1. Elliott Wave (3) is usually the strongest wave


2. Elliott Wave (5) and Elliott Wave (1) are very often equal in price
3. Elliott Wave – The rule of “alternation”
4. Elliott Wave (2) usually unfolds as a simple abc correction
5. Once a 5-wave sequence is complete, the whole sequence is corrected
6. The first leg off the move from a completd 5 wave sequence, oftem finds support/resistance at the
prioe minor Wave (4)
7. Once a correction is complete, the main trend resumes
8. Elliott Wave (4) can retrace into the area of Elliott Wave (1) (slightly)
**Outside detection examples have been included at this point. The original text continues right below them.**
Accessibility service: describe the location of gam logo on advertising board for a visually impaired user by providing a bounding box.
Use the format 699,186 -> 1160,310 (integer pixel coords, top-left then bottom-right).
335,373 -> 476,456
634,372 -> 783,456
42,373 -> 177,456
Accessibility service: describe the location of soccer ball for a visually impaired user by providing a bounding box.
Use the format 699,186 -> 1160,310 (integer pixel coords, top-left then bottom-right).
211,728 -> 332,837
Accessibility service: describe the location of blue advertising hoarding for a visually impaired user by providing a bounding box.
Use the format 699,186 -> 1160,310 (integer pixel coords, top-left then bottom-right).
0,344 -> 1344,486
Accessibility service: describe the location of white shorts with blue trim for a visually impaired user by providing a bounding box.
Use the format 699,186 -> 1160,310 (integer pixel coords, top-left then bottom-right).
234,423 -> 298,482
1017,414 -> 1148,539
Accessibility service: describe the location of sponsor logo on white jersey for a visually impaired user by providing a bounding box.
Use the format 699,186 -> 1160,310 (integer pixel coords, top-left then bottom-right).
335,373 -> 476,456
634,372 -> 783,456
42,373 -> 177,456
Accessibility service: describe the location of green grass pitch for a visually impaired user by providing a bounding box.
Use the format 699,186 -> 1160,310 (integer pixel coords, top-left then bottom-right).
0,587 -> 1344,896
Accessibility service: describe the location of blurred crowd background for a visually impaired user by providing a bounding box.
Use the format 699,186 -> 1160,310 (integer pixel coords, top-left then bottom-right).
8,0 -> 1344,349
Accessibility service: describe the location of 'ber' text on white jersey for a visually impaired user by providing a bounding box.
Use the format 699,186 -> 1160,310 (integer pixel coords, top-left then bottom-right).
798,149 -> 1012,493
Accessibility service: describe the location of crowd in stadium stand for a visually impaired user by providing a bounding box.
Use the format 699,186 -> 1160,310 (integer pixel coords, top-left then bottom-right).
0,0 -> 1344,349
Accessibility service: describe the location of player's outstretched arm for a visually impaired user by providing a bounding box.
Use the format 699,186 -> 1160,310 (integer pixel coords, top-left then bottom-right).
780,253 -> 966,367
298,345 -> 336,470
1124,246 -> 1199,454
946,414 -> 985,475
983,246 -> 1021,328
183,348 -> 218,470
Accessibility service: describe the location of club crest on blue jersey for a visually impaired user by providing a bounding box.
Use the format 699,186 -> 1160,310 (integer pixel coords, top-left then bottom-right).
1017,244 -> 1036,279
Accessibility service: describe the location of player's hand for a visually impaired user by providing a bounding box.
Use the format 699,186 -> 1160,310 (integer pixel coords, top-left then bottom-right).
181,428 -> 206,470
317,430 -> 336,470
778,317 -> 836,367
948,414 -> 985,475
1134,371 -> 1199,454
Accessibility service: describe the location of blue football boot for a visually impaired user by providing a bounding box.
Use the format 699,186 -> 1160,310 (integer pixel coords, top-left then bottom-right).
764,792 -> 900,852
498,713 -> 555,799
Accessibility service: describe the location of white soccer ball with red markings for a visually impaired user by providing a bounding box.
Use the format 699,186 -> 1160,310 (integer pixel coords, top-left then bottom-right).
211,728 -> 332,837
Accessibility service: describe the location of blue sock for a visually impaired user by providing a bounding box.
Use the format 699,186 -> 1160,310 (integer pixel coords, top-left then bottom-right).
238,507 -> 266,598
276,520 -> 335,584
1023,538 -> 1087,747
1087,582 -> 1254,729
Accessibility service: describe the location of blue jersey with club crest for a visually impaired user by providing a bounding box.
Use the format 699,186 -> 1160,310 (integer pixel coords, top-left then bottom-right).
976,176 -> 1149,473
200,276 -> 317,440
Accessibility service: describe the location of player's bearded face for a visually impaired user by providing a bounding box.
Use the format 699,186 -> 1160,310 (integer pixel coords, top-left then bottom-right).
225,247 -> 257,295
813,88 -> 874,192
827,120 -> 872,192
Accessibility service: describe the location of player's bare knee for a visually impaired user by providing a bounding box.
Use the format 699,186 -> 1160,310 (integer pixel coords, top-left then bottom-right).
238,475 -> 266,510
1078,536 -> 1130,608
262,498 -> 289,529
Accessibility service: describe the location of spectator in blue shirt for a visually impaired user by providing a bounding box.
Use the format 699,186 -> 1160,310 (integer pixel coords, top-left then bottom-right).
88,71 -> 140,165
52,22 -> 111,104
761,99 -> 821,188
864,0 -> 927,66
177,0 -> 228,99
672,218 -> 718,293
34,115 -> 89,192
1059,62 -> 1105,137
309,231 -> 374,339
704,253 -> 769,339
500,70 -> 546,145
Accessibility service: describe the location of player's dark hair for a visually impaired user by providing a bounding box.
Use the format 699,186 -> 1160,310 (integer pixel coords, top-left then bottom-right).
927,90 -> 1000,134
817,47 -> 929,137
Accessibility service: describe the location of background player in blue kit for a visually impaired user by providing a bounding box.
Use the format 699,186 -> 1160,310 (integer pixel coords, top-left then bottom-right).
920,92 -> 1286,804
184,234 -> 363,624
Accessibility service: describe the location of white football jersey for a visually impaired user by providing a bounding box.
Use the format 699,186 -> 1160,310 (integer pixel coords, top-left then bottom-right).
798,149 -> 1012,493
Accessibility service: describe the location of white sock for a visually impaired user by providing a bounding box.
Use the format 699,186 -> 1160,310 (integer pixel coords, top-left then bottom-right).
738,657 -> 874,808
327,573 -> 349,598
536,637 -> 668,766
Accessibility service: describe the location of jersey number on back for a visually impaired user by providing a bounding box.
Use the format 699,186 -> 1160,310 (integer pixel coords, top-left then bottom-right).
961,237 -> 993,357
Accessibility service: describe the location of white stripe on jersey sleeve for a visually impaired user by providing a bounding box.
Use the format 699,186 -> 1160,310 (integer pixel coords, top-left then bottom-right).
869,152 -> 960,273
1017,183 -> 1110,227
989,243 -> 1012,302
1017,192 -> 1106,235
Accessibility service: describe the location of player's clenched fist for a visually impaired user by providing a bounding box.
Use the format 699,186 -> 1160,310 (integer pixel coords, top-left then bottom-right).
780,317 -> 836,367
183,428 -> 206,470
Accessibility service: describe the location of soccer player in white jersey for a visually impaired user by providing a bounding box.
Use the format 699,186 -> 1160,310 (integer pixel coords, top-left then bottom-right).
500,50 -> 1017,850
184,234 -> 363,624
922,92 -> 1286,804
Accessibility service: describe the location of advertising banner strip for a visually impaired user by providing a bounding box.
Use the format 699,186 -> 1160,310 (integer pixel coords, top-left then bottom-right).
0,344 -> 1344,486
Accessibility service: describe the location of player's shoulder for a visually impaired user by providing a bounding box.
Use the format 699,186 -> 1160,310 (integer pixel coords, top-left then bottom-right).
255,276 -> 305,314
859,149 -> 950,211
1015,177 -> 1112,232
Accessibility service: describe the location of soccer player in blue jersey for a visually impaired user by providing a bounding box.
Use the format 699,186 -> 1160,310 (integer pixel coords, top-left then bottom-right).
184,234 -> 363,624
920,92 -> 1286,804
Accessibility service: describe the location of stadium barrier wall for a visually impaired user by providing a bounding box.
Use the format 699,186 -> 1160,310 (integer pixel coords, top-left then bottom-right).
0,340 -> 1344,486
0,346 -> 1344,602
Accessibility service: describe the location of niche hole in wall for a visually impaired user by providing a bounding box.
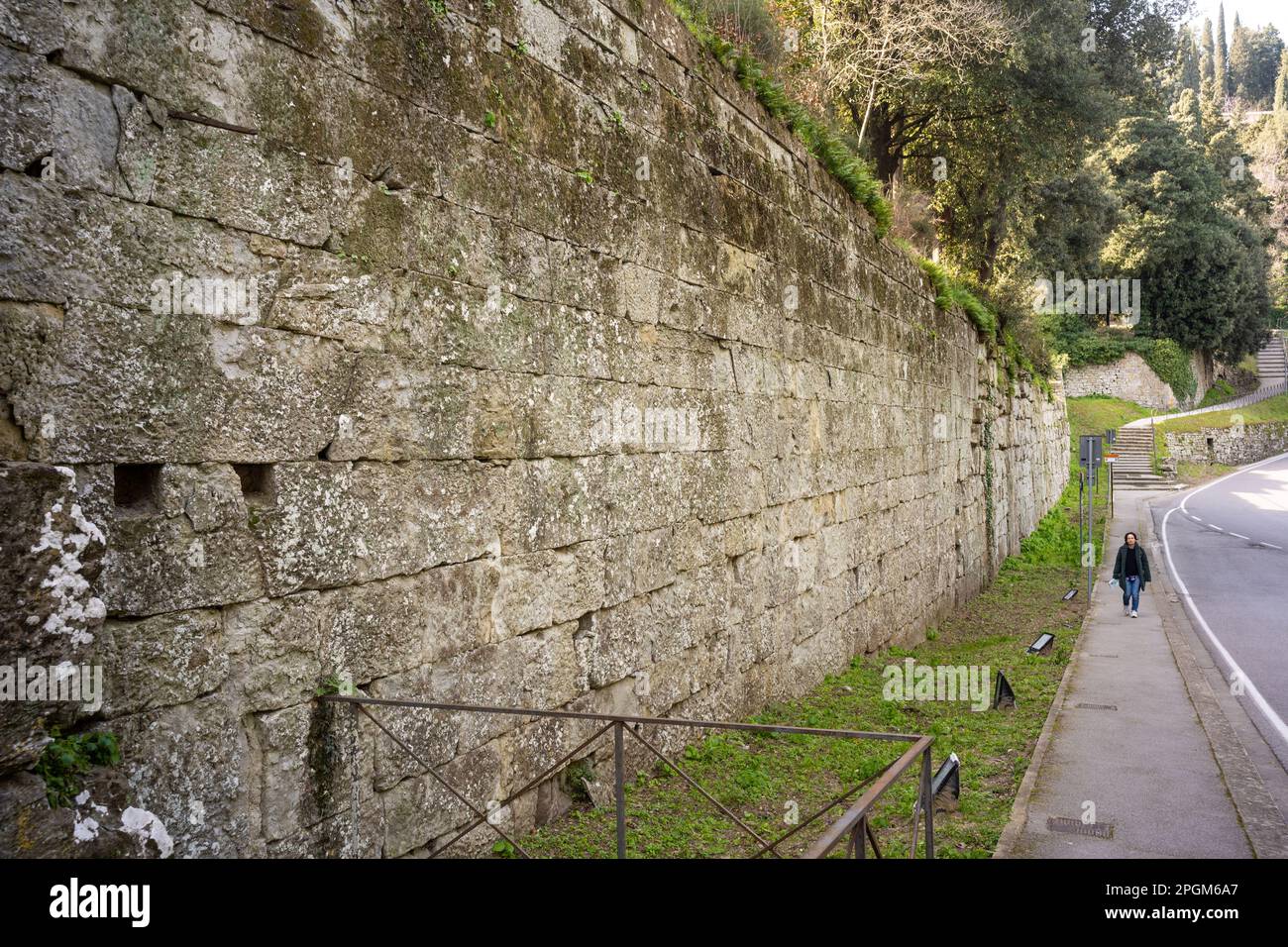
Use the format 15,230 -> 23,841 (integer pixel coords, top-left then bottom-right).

Now we have finished the specific Elliott Wave rules and also some General Observations, you should be
ready to apply these to some charts. But before you do, we suggest taking a look at the next section on
how to trade Elliott Wave, especially as this outlines how Elliott Wave patterns unfold in todays markets,
and as such, how they are best traded……
1. Elliott Wave 3 observations

Elliott Wave (3) is usually the strongest wave

Elliott Wave rule no:2 stated that Wave (3) cannot be the shortest wave in a complete 5 wave sequence. In
practice, Wave (3) is usually the strongest and longest wave. As wave (3) is usually the longest and
strongest wave it normally carries

Wave (3) very often is the extended wave, where this swing trades beyond what is considered normal in a
completed 5-wave sequence. Again this makes this an ideal wave to trade, because of its large profit
potential.

2. Elliott Wave (1) and (5)

Elliott Wave (1) and Elliot Wave (5) are very often equal in Price

If Wave (3) is the extended wave (i.e. it is the longest Wave) then very often Wave (1) and Wave (5) tend to
be approximately equal in price.

As wave (5) is very often equal in price to Wave (1), once Wave (4) is complete, this allows an easy way to
approximate where the Wave (5) will end.
3. The rule of Alternation

The rule of Alternation There is a general tendency for the pattern of the two corrective swings in a
completed 5-wave sequence to alternate between a simple (very often an ABC) correction and one of the
more complicated or “complex” Elliott corrections.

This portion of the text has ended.